Dan se sentía como cualquiera de las calaveras de las catacumbas: hueco por dentro.
Pero no quería que se le notara. Estaba muy avergonzado de haber llorado en el andén, pero notaba que le faltaba algo y no podía evitar echar la mano atrás en busca de la mochila. Sin embargo, ya no estaba allí. Se acordaba de la fotografía de sus padres perdida en los túneles del metro. Tal vez se hubiese rasgado en un montón de pedacitos, o tal vez sus padres estuviesen destinados a sonreír en la oscuridad para siempre, sin más compañía que la de las ratas. Dan tan sólo quería que estuviesen orgullosos de él y ahora ni siquiera sabía si sus padres podrían perdonarlo algún día.

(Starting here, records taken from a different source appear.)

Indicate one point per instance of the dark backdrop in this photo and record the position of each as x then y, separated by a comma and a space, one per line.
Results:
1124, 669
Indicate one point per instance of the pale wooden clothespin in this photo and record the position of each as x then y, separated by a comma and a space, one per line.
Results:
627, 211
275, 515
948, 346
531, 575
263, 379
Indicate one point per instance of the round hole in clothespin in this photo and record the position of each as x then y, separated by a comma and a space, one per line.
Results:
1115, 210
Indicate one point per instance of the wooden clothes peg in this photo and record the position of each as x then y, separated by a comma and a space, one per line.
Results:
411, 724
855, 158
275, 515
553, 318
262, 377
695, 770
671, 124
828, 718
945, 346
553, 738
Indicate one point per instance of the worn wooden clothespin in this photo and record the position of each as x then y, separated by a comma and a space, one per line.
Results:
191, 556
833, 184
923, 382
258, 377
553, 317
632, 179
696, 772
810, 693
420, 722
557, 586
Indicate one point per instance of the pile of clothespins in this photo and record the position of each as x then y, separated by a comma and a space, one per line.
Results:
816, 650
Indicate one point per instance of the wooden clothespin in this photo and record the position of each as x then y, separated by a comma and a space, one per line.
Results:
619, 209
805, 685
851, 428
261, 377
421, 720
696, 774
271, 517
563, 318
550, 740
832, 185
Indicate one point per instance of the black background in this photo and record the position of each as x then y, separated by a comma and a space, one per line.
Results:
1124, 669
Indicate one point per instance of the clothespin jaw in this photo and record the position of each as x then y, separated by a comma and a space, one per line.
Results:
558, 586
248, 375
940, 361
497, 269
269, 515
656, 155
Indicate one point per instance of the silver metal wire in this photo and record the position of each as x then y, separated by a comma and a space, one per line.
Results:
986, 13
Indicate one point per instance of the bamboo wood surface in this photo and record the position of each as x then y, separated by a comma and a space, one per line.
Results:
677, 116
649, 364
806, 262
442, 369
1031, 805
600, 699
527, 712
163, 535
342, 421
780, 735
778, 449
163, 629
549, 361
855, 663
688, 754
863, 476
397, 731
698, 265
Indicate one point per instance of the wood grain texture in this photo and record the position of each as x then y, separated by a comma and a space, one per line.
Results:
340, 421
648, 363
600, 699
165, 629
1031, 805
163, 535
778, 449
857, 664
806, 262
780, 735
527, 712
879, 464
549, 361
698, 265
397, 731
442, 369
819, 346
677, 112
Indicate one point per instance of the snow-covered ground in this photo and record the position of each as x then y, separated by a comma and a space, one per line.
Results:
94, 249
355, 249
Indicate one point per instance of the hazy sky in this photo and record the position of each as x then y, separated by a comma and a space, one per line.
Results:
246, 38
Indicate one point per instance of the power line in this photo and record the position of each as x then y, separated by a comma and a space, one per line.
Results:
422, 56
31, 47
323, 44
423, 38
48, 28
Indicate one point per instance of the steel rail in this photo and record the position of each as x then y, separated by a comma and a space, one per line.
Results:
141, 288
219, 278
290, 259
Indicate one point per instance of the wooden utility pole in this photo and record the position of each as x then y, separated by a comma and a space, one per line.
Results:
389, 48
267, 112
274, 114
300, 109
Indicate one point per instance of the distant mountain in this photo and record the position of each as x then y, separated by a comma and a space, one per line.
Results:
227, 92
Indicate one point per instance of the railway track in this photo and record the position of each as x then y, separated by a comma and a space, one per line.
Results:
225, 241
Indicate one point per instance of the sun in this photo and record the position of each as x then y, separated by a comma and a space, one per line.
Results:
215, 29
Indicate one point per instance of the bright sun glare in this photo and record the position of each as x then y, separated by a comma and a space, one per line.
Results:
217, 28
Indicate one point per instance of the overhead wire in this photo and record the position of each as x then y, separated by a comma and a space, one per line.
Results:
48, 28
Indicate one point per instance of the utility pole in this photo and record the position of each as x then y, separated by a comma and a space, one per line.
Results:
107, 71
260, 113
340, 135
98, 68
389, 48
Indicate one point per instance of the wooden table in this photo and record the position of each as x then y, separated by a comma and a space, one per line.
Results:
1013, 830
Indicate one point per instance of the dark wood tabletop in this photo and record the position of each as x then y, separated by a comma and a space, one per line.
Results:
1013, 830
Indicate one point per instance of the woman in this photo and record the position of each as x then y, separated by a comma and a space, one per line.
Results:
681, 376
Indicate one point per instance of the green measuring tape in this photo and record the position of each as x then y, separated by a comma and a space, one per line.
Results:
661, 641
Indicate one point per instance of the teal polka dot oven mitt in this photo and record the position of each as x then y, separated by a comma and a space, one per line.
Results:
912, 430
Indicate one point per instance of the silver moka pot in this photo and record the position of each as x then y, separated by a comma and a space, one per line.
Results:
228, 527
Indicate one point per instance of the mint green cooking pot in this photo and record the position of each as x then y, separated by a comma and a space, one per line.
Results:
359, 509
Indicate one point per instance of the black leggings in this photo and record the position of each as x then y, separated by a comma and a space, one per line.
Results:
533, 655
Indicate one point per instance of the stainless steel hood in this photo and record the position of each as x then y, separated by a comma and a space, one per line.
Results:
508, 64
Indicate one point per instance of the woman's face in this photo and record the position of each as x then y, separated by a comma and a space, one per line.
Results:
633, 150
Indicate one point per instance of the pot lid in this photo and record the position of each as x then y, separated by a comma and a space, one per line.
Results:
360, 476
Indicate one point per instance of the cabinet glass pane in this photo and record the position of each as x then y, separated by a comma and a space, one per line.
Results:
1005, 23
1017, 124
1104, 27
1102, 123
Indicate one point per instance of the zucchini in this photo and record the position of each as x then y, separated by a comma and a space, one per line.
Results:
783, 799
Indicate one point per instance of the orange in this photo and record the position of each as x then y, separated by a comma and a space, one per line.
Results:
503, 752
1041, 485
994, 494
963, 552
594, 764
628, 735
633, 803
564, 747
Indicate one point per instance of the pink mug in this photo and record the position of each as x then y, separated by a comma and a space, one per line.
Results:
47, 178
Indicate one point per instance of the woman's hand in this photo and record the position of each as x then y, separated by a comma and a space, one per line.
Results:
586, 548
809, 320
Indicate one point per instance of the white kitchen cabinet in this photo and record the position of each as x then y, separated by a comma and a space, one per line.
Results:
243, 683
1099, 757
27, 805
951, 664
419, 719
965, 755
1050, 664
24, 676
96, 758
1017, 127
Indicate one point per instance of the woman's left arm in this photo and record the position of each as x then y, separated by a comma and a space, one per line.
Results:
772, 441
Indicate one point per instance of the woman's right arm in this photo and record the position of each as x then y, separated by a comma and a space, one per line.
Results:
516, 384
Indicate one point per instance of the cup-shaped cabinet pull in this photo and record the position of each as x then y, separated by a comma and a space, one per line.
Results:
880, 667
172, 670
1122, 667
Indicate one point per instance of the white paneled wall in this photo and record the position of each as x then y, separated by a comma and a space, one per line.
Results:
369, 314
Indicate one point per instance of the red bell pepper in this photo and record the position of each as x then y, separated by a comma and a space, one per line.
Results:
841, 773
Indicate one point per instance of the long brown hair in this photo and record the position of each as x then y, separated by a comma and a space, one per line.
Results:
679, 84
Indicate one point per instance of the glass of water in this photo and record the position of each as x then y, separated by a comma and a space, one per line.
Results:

La lluvia seguía cayendo. Los truenos resonaban en la atmósfera y cada pocos minutos el destello de un relámpago iluminaba el cielo de París.
Si Dan hubiese estado de humor, habría querido explorar Montmartre. Parecía un barrio genial. Estaba encima de una gran colina en lo alto de la cual se alzaba una iglesia blanca y abovedada que brillaba en la lluvia.
—¿Es ahí adonde vamos? —preguntó Dan.
Amy movió la cabeza negando.
—Ésa es la basílica del Sacré-Coeur. Debajo de ella hay una iglesia más pequeña, St-Pierre; se puede ver desde aquí.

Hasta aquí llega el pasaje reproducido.